Podczas obchodów nie zabrakło także tych, którzy żyją historią swoich Sybiraków. Uczestniczący w uroczystości Jakub Kisło, wnuk Sybiraczki Haliny Kisło, kultywuje pamięć o swoich przodkach, działając m.in. we Wspólnocie Wnuków Sybiraków.
– Pamięć o moich dziadkach jest dla mnie nie tylko hołdem dla ich odwagi i determinacji, ale również obowiązkiem wobec przyszłych pokoleń. Ich historia to część tożsamości mojej rodziny i naszego narodu. Dziadkowie przetrwali niewyobrażalne cierpienia, by zachować swoją godność i wiarę w lepsze jutro. Dlatego jest to dla mnie ważna rzecz – powiedział.
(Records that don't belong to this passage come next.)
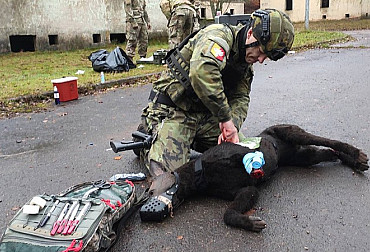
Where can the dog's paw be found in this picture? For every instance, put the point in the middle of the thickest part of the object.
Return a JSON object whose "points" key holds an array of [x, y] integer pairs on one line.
{"points": [[362, 162], [257, 223]]}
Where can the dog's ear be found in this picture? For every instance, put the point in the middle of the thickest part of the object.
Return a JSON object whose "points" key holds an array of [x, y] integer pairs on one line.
{"points": [[156, 168]]}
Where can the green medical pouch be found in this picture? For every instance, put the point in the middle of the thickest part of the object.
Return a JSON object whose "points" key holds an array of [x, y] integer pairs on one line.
{"points": [[108, 205]]}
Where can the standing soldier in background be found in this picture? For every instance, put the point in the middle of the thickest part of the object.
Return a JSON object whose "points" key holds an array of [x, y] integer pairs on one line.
{"points": [[182, 19], [137, 25]]}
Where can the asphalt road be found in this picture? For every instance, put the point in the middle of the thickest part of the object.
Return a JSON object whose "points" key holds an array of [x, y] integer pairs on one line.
{"points": [[320, 208]]}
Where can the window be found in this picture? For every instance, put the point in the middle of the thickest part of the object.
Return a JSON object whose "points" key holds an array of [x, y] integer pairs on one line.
{"points": [[117, 38], [203, 12], [96, 38], [22, 43], [324, 3], [53, 39], [288, 4]]}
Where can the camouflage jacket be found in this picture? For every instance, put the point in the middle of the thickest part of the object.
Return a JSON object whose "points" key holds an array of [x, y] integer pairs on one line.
{"points": [[221, 83], [136, 11], [184, 3]]}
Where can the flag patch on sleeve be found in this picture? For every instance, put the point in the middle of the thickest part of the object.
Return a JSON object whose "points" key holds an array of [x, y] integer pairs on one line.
{"points": [[218, 52]]}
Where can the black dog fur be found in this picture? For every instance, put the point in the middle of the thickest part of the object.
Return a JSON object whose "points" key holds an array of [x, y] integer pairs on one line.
{"points": [[224, 175]]}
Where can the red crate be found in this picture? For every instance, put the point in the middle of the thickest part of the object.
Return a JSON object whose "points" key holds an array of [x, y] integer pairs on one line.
{"points": [[67, 88]]}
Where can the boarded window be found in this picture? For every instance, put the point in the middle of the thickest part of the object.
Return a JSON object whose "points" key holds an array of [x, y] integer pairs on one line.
{"points": [[22, 43], [53, 39], [117, 38], [96, 38], [203, 12], [289, 4], [324, 3]]}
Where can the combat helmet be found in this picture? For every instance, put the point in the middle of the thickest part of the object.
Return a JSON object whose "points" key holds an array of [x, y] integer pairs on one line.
{"points": [[274, 32]]}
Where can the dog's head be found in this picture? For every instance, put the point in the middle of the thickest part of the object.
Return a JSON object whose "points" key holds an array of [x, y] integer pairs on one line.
{"points": [[257, 173]]}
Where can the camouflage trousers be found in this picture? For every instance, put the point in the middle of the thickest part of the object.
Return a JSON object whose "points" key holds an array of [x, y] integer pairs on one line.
{"points": [[180, 25], [175, 133], [136, 35]]}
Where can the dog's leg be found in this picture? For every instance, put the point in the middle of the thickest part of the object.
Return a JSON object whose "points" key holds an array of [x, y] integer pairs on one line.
{"points": [[244, 201], [347, 153]]}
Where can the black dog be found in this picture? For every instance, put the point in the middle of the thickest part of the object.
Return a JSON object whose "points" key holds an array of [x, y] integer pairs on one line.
{"points": [[220, 171]]}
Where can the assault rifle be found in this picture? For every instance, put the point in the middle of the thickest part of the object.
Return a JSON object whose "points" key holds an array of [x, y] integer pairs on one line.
{"points": [[140, 141], [233, 19]]}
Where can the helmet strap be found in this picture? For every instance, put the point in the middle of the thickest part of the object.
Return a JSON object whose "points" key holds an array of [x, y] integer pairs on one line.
{"points": [[253, 44]]}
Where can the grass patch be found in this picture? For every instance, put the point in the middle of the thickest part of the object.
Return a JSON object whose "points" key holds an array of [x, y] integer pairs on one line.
{"points": [[30, 73]]}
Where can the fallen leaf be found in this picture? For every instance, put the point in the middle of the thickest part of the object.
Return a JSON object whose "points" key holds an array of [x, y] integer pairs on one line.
{"points": [[15, 208]]}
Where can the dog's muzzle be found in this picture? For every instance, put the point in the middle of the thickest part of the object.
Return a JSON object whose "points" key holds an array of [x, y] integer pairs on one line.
{"points": [[257, 173], [159, 207]]}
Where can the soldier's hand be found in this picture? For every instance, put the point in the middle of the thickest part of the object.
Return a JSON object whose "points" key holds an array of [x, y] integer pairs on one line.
{"points": [[229, 133]]}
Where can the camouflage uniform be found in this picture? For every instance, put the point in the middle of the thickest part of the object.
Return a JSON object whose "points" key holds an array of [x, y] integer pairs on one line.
{"points": [[137, 22], [183, 21], [221, 86]]}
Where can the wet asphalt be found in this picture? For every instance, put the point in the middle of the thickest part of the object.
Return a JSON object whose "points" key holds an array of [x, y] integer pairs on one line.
{"points": [[319, 208]]}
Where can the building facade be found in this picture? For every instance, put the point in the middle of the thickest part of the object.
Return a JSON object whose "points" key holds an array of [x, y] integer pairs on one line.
{"points": [[320, 9], [29, 25]]}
W uroczystościach 85. rocznicy napaści sowietów na Polskę i Dnia Sybiraka udział wzięli m.in. Wicemarszałek Senatu Maciej Żywno, podlascy parlamentarzyści, wojewoda Jacek Brzozowski, zastępcy prezydenta Białegostoku Rafał Rudnicki, Marek Masalski oraz Tomasz Klim, przedstawiciele duchowieństwa, przedstawiciele samorządu miasta i podlaskich instytucji publicznych.